Celebrado em 8 de junho, o Dia Mundial dos Oceanos reforça a importância da conservação dos ambientes marinhos para a manutenção da biodiversidade, da qualidade de vida e do equilíbrio climático do planeta. No Espírito Santo, a Área de Proteção Ambiental (APA) de Setiba, gerida pelo Instituto Estadual de Meio Ambiente (Iema), desempenha um papel estratégico na proteção de ecossistemas costeiros e marinhos de grande relevância ecológica.
Criada para atuar como uma zona de proteção no entorno do Parque Estadual Paulo César Vinha e do Arquipélago Três Ilhas, a APA de Setiba abriga uma rica diversidade de ambientes naturais. Em sua porção terrestre, destacam-se formações de restinga, manguezal e mata de tabuleiro. Já na área marinha está localizado o Arquipélago de Três Ilhas, um dos principais patrimônios naturais do litoral capixaba.

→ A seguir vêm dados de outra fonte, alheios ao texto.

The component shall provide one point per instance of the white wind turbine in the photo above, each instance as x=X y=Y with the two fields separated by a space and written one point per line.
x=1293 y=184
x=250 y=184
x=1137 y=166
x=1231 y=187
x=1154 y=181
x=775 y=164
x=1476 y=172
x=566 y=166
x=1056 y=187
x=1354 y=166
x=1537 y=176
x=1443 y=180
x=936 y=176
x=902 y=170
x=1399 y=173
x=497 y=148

A região apresenta uma rica biodiversidade, que está diretamente relacionada às características únicas do litoral do Espírito Santo. Pesquisas científicas colocam o Arquipélago de Três Ilhas entre as áreas marinhas mais biodiversas do Atlântico Sul Ocidental. Estudos registraram 174 espécies de peixes recifais na região, a maior diversidade já identificada para o Brasil e uma das maiores de todo o Atlântico Sul Ocidental.
O estado recebe a influência de duas importantes correntes marinhas: a Corrente do Brasil, de características tropicais, e a Corrente das Malvinas, de águas mais frias e subtropicais. O encontro dessas massas d’água cria uma área de transição ecológica que favorece a coexistência de espécies típicas de diferentes regiões do Atlântico.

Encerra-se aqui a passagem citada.